The Securities and Exchange Commission brought additional charges against a Long Island, New York-based boiler room previously sued for defrauding elderly and unsophisticated investors.
The latest charges allege that First Choice Healthcare Solutions Inc. CEO Christian Romandetti, the boiler room, and four others, manipulated the company's shares generating more than $3.3 million of illegal profits and more than $560,000 in kickbacks for Romandetti.
The SEC's complaint alleges that Romandetti and the other defendants duped more than 100 victims in a scheme that inflated First Choice's stock price from less than $1 per share to $3.40 per share.
According to the complaint, from at least September 2013 until about June 2016, the defendants used multiple accounts in an attempt to disguise their trading, engaged in manipulative trading practices, and hired Elite Stock Research, a boiler room run by defendant Anthony Vassallo, to promote First Choice to vulnerable investors, some of who invested retirement savings.
"Microcap fraud continues to be a pervasive source of harm to retail investors," Carolyn Welshhans, associate director of the division of enforcement, said in a statement. "Investors should be on the lookout for individuals employing methods like the ones we allege in our complaint—such as using unsolicited calls and high-pressure sales tactics."
In a related action in July 2017, the SEC originally charged boiler room Elite Stock Research, as well as another Long Island boiler room and 13 individuals, with bilking victims out of more than $10 million through high-pressure sales tactics and lies about penny stocks.
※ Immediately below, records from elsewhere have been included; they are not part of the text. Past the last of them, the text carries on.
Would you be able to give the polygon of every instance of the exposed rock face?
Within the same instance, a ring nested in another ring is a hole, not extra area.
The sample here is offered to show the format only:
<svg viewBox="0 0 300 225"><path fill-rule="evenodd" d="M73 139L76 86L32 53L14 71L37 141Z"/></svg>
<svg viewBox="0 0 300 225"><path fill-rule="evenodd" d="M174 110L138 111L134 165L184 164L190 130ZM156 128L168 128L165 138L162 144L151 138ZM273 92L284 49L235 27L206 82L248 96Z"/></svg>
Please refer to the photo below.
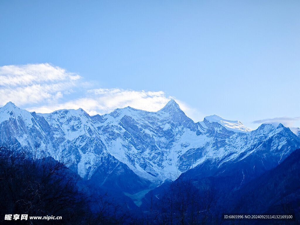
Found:
<svg viewBox="0 0 300 225"><path fill-rule="evenodd" d="M193 168L208 176L251 158L246 164L255 166L254 172L269 169L300 147L281 124L250 130L216 115L195 123L172 100L157 112L128 106L92 116L81 109L42 114L11 102L0 108L0 141L28 149L38 143L48 155L71 163L81 177L133 193Z"/></svg>

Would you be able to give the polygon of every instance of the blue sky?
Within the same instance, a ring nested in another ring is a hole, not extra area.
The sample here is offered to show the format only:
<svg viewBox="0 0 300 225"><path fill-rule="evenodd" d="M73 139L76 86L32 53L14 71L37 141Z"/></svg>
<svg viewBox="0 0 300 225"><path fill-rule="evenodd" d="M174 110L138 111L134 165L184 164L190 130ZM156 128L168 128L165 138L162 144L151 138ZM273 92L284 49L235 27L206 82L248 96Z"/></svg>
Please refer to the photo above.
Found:
<svg viewBox="0 0 300 225"><path fill-rule="evenodd" d="M300 127L299 11L296 1L2 1L0 105L102 114L172 98L195 121Z"/></svg>

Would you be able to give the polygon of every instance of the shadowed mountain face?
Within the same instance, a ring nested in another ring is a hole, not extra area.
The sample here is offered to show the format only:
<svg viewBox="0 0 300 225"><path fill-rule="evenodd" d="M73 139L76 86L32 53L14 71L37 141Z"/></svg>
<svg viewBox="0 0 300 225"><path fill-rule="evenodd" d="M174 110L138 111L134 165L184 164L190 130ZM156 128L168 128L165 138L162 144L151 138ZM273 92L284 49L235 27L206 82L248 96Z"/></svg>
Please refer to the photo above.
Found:
<svg viewBox="0 0 300 225"><path fill-rule="evenodd" d="M184 172L199 179L233 176L230 188L238 189L300 147L281 124L250 130L216 115L195 123L173 100L157 112L128 106L92 116L81 109L42 114L11 102L0 108L2 143L38 146L83 178L130 194Z"/></svg>

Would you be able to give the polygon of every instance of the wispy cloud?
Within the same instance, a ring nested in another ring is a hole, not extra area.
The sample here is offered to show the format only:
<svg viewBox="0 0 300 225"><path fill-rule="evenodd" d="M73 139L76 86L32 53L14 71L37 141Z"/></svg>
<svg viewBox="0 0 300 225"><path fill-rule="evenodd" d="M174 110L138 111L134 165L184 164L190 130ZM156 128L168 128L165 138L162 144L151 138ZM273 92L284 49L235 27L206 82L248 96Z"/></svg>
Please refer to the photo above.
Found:
<svg viewBox="0 0 300 225"><path fill-rule="evenodd" d="M48 63L0 67L0 104L53 102L71 91L80 78Z"/></svg>
<svg viewBox="0 0 300 225"><path fill-rule="evenodd" d="M92 85L82 80L78 74L48 63L1 67L0 105L11 101L28 111L44 113L81 108L92 115L128 106L155 112L173 98L188 116L197 121L203 118L196 110L162 91L91 89Z"/></svg>
<svg viewBox="0 0 300 225"><path fill-rule="evenodd" d="M281 123L285 127L292 127L294 126L295 123L299 120L300 120L300 116L296 117L284 116L256 120L253 121L252 123L261 124L268 123L272 124L275 127L278 126L280 123Z"/></svg>
<svg viewBox="0 0 300 225"><path fill-rule="evenodd" d="M128 106L148 111L155 111L164 107L171 99L163 92L146 92L119 88L88 90L86 97L60 104L35 108L37 111L49 112L58 109L82 108L90 115L103 114L118 108ZM32 109L33 109L33 108Z"/></svg>

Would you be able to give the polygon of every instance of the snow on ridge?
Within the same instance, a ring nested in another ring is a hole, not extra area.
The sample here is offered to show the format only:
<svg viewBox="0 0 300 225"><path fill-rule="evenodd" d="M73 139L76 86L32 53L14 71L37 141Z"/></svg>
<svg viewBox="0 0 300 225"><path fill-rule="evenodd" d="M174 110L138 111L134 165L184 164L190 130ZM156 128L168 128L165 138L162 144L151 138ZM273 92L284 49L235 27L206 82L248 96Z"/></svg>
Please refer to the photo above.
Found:
<svg viewBox="0 0 300 225"><path fill-rule="evenodd" d="M210 123L218 123L227 130L236 132L248 133L252 131L251 129L243 125L239 121L225 119L217 115L206 116L204 118Z"/></svg>

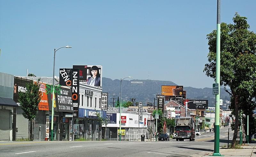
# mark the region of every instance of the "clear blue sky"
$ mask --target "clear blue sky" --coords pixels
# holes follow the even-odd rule
[[[203,70],[217,0],[0,0],[0,72],[52,77],[73,65],[101,65],[112,79],[171,81],[212,87]],[[256,30],[256,1],[222,0],[221,21],[236,12]]]

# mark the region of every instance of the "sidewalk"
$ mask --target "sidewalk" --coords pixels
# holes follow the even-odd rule
[[[256,141],[252,141],[251,143],[243,144],[240,146],[243,149],[233,149],[220,148],[220,153],[224,156],[232,157],[256,157]],[[212,156],[213,153],[210,153],[204,156]]]

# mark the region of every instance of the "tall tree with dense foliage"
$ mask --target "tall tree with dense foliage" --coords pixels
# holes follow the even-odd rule
[[[245,17],[236,13],[234,24],[222,23],[220,25],[220,85],[229,87],[231,106],[235,116],[234,133],[231,147],[236,144],[238,128],[238,111],[243,103],[241,97],[251,97],[256,91],[256,34],[250,28]],[[208,77],[215,78],[216,70],[217,31],[207,35],[209,52],[204,71]],[[233,100],[233,101],[232,101]]]
[[[157,130],[156,131],[157,132],[163,132],[164,128],[164,118],[163,116],[163,112],[161,110],[157,110],[157,115],[159,118],[157,119]],[[155,124],[156,124],[156,110],[154,110],[152,113],[152,116],[155,119]]]
[[[29,135],[30,135],[30,121],[33,122],[33,119],[36,118],[38,110],[38,104],[41,100],[42,94],[39,91],[40,85],[38,83],[40,80],[39,79],[35,83],[31,81],[29,83],[26,84],[26,92],[19,92],[19,101],[24,111],[22,115],[25,118],[28,119]],[[29,138],[30,140],[30,135]]]

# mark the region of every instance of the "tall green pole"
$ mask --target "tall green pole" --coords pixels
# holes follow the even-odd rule
[[[246,128],[247,135],[247,137],[248,138],[248,140],[247,140],[247,143],[249,143],[249,115],[247,115],[247,128]]]
[[[122,79],[120,79],[120,118],[119,119],[119,140],[121,141],[121,110],[122,109]]]
[[[217,0],[217,36],[216,46],[216,83],[219,93],[215,95],[214,151],[212,156],[221,156],[220,153],[220,0]]]

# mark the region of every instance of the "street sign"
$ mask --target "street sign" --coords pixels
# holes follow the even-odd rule
[[[220,106],[222,106],[223,104],[223,100],[222,99],[220,99]]]
[[[218,95],[219,93],[219,83],[213,83],[212,84],[212,94]]]

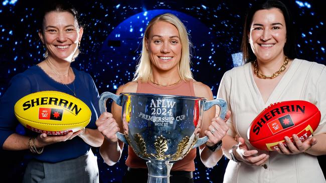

Seven of those individuals have pleaded guilty to parallel criminal charges brought by the U.S. Attorney's Office for the Eastern District of New York. The SEC's litigation against the 13 individuals is continuing.
This recent SEC action charges Romandetti, Vassallo, Mark Burnett, Jeffrey Miller, Frank Sarro and Elite Stock Research with fraud and Burnett, Miller, Sarro, and Vassallo with market manipulation. The SEC is seeking permanent injunctions, return of allegedly ill-gotten gains with interest, civil penalties, penny stock bars, and officer-and-director bars against Romandetti and Burnett.
Wife of 'Hamilton' Ticket Ponzi Schemer Ordered to Pay Up
A federal court ordered the wife of an accused Ponzi schemer to disgorge more than $4 million in investor funds.
The SEC charged Joseph Meli in January 2017 with fraud for running a Ponzi scheme. The SEC alleged that Joseph Meli raised money from investors to fund businesses purportedly created to purchase and resell tickets to such high-demand shows as Adele concerts and the Broadway musical "Hamilton". Joseph Meli was criminally charged in a parallel case in which he pled guilty and was sentenced to a 78-month prison sentence. He also was ordered in the parallel criminal case to forfeit more than $104 million, including a house in East Hampton, New York, and to pay more than $56 million in restitution.